Para esa labor, quienes asumen estas tareas necesitan, sí o sí, de un Estado que los cobije, los respalde y, sobre todo, los proteja. Y lo cierto es que ese acompañamiento sigue sin llegar, o llega de forma tardía y precaria. El vacío institucional es la oportunidad perfecta para que los grupos armados ilegales impongan su ley de hierro y sus tropelías.

Se trata de un orden violento que no se limita a las economías ilegales, sino que se mete con todas las esferas de la vida.

Más doloroso aún resulta constatar que el simple hecho de formar parte de una minoría y ejercer desde allí un liderazgo aumenta exponencialmente el riesgo de perder la vida. Mujeres, indígenas, afros, campesinos, jóvenes, personas de la comunidad LGBTIQ+ o líderes ambientales son blanco prioritario de los violentos.
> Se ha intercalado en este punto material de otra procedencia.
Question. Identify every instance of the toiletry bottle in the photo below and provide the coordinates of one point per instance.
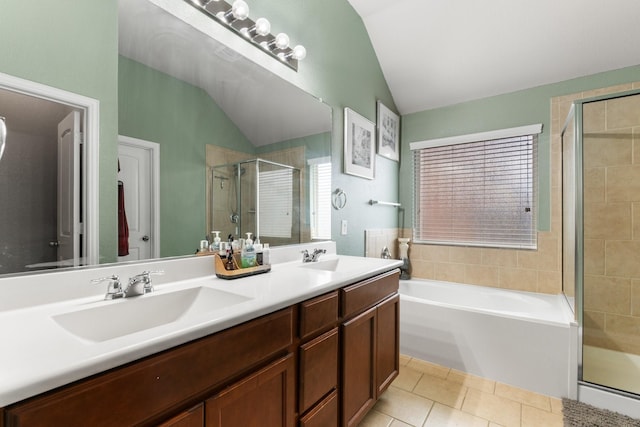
(266, 254)
(215, 246)
(257, 246)
(248, 254)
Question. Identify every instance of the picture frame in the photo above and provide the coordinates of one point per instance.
(388, 133)
(359, 145)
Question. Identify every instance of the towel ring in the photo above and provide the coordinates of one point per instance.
(339, 199)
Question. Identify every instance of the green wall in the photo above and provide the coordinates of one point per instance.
(71, 45)
(148, 109)
(509, 110)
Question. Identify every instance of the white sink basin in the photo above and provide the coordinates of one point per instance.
(117, 318)
(327, 265)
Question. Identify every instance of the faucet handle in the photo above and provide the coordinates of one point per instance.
(115, 287)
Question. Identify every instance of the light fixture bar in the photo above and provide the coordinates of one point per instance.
(235, 17)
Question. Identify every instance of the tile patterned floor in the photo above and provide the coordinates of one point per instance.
(428, 395)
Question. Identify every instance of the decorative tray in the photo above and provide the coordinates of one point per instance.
(237, 272)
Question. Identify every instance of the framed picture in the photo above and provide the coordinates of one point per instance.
(359, 141)
(388, 133)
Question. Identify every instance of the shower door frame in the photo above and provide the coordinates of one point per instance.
(596, 394)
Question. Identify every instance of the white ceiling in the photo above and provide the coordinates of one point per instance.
(435, 53)
(264, 107)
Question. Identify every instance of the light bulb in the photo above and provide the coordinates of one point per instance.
(263, 26)
(282, 41)
(299, 52)
(240, 10)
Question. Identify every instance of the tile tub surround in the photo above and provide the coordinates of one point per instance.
(48, 356)
(429, 395)
(525, 270)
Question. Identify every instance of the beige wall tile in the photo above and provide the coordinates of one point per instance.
(594, 256)
(607, 294)
(500, 257)
(621, 258)
(635, 297)
(607, 221)
(623, 184)
(628, 326)
(594, 185)
(611, 148)
(549, 282)
(623, 112)
(465, 255)
(482, 275)
(519, 279)
(450, 272)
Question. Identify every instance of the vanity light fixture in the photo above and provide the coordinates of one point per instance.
(235, 17)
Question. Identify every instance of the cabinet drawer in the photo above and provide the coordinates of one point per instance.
(318, 368)
(318, 314)
(143, 391)
(325, 414)
(362, 295)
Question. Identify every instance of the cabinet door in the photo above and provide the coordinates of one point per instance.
(194, 417)
(387, 343)
(265, 398)
(324, 414)
(358, 370)
(318, 369)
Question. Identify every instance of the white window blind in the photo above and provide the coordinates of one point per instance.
(480, 193)
(320, 197)
(275, 203)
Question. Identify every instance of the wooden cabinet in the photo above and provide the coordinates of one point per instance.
(193, 417)
(265, 398)
(370, 344)
(321, 363)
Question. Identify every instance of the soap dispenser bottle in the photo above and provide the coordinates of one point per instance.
(248, 254)
(215, 246)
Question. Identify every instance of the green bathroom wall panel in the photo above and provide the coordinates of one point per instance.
(72, 45)
(183, 119)
(509, 110)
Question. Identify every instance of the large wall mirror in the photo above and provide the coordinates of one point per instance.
(207, 113)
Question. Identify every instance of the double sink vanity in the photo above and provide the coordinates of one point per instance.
(309, 344)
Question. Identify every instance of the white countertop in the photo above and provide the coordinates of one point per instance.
(39, 354)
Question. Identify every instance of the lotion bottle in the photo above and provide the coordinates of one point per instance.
(248, 254)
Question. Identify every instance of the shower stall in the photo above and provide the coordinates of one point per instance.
(256, 196)
(601, 245)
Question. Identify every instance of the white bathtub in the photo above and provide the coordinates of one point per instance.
(520, 338)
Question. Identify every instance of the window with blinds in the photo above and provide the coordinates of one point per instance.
(320, 198)
(275, 201)
(479, 193)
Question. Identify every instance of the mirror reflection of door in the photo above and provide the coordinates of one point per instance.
(137, 171)
(28, 184)
(69, 140)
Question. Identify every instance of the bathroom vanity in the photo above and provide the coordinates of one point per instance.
(311, 345)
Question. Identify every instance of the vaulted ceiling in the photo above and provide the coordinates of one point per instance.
(435, 53)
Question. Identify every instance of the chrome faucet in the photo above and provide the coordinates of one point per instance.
(115, 287)
(140, 284)
(306, 257)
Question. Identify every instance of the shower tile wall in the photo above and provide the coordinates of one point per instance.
(612, 224)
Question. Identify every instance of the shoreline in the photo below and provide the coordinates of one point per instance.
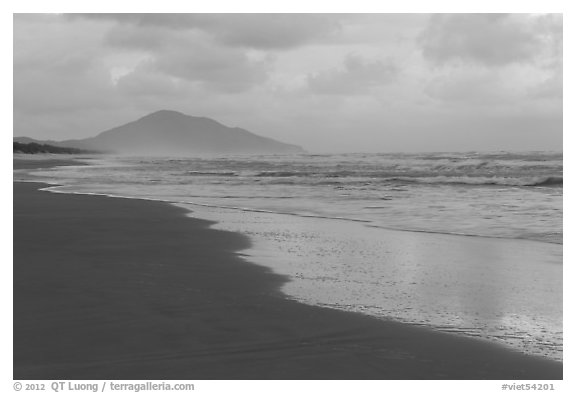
(128, 289)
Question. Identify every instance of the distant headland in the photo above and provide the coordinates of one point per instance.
(167, 132)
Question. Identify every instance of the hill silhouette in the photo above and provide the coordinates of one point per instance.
(168, 132)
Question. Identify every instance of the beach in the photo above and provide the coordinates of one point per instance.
(112, 288)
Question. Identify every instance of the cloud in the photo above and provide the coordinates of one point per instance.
(358, 76)
(488, 39)
(257, 31)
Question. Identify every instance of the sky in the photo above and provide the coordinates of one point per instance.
(327, 82)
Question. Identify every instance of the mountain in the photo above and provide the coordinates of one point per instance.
(173, 133)
(37, 148)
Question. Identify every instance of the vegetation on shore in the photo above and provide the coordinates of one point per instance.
(36, 148)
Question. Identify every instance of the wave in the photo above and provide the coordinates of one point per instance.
(200, 173)
(548, 181)
(542, 181)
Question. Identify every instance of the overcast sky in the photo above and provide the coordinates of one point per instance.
(328, 82)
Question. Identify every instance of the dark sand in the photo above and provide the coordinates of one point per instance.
(108, 288)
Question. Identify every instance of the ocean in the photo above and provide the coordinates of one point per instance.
(467, 243)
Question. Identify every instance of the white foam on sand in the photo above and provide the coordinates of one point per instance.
(505, 290)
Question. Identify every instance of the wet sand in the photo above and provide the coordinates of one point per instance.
(108, 288)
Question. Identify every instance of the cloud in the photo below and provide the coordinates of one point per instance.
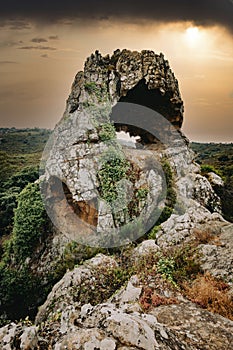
(8, 62)
(10, 43)
(53, 37)
(201, 12)
(14, 24)
(39, 40)
(39, 47)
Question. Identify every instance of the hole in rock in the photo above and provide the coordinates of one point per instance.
(126, 140)
(139, 114)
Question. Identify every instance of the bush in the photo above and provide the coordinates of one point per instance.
(30, 222)
(211, 294)
(206, 168)
(107, 132)
(20, 292)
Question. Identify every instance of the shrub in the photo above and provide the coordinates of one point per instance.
(211, 294)
(30, 222)
(206, 168)
(107, 132)
(150, 298)
(114, 168)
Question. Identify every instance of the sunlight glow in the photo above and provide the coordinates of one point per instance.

Esto dice mucho del tipo de sociedad que pretenden imponer quienes hoy dominan buena parte del territorio: una en la que solo una forma de ser es aceptada, una que homogeniza, subyuga y en la que la diferencia se paga con sangre.

Se trata de un orden violento que no se limita a las economías ilegales sino que se mete con todas las esferas de la vida, regulando hasta las actividades más cotidianas, en las antípodas del Estado de derecho que garantiza libertades, protege derechos y traza un límite claro entre lo público y lo privado.

Es, por último, imposible pasar por alto la paradoja que implica que, tres años después de haber asumido un gobierno que se hizo elegir con la promesa de proteger los liderazgos sociales y blindarlos de la violencia, la situación siga siendo crítica. Los datos no mienten y no hay mayor lugar a excusas.

Ni las mesas de la llamada ‘paz total’, ni las promesas de seguridad integral ni los discursos han logrado frenar la sangría. Comunidades enteras pierden a quienes encarnan su voz colectiva, sus proyectos de futuro y su capacidad de resistir a los poderes ilegales. Colombia no puede permitirse seguir normalizando este exterminio cruel y silencioso.